The IceWorm gets its name from the way it moves through the world. Around four and a half feet tall (1.4 meters), the bot centres itself in the ice with two feet using steel alpinist screws made for climbing, with one foot higher than the other. The robot unscrews its lower foot, then collapses its body until the two feet are near each other. This free foot then screws itself back in while the higher foot moves out, stretching the robot’s body up the icy wall. Curtis says the robot “inchworms up the wall” and that the IceWorm incorporates “a whole new way to move around” for a robot.
Forget fobs — unlock your car with your fingerprint
Hyundai has unveiled a new car system that lets drivers unlock and start a vehicle using their fingerprints. The tech is built into the door handle and ignition button of the new 2019 Santa Fe SUV, showcased recently at an auto show in China.

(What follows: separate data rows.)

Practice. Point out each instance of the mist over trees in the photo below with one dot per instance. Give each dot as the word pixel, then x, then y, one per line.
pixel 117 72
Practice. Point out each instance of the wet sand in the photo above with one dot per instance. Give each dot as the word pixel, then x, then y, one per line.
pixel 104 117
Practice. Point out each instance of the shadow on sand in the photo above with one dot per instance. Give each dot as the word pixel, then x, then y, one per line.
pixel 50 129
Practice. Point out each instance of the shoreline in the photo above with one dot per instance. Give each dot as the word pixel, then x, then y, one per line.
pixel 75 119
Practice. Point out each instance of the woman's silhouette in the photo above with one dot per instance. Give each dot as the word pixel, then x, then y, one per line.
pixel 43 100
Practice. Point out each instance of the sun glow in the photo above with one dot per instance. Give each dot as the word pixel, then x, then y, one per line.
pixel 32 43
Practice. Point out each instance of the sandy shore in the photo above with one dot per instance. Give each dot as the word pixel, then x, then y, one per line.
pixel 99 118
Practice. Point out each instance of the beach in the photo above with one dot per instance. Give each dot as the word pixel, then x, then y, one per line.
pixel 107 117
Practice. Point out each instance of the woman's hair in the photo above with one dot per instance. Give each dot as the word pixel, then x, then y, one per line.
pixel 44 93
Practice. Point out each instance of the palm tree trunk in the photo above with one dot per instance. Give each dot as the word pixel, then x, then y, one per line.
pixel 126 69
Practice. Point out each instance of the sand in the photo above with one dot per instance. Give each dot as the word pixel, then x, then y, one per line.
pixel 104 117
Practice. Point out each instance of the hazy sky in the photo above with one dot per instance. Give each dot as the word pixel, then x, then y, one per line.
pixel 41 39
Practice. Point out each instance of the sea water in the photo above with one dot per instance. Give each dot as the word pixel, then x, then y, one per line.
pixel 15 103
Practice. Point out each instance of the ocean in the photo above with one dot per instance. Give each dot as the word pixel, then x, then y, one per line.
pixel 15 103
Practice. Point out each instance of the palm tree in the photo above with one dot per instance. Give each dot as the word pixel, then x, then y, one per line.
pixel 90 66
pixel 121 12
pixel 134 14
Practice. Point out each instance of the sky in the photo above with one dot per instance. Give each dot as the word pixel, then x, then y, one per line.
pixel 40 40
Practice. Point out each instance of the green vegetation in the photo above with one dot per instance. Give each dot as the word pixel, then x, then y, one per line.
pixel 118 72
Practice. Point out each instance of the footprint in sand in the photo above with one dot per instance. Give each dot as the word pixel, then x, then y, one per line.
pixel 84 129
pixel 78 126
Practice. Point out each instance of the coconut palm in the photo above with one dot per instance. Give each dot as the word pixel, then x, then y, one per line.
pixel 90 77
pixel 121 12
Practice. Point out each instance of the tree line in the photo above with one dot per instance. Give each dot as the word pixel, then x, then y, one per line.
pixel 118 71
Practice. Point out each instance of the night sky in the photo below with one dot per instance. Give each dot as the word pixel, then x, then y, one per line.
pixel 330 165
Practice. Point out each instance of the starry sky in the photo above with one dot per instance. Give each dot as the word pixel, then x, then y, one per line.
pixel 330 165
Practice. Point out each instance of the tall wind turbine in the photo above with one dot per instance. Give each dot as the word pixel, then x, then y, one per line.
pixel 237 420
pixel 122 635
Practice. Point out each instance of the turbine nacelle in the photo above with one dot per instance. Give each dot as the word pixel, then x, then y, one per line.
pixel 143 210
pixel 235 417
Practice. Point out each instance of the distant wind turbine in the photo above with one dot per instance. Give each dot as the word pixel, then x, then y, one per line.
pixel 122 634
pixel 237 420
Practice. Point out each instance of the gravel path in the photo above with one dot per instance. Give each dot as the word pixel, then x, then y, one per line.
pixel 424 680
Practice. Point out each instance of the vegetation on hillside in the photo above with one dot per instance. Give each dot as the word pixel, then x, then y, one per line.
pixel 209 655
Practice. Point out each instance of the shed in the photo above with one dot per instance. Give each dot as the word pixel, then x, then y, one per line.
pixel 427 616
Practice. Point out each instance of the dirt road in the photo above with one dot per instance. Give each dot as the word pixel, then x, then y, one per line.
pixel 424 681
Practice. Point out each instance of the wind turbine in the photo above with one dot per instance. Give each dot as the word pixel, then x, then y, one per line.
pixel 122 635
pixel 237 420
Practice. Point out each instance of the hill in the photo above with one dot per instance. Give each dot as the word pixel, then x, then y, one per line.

Multiple owners will be able to register their encrypted fingerprint data for the same vehicle, according to the South Korean auto-maker. And, depending on the person using the car, it will then automatically adjust seat positions and the angle of the rearview mirrors. A future update could also allow the biometric system to add personalized temperature, humidity and steering settings, Hyundai said. For now, the company is planning to limit the feature to China upon its launch in the first quarter of 2019.
The fingerprint sensor uses human capacitance to pull off the trick, differentiating between the electricity levels in different parts of the finger to prevent hacking or faked fingerprints. Hyundai said the system — which receives your encrypted fingerprint data from the touch sensor in the handle before unlocking the car — has an error rate of 1 in 50,000 (that’s the same figure touted by Apple for its Touch ID tech for iPhones, iPads and select MacBooks).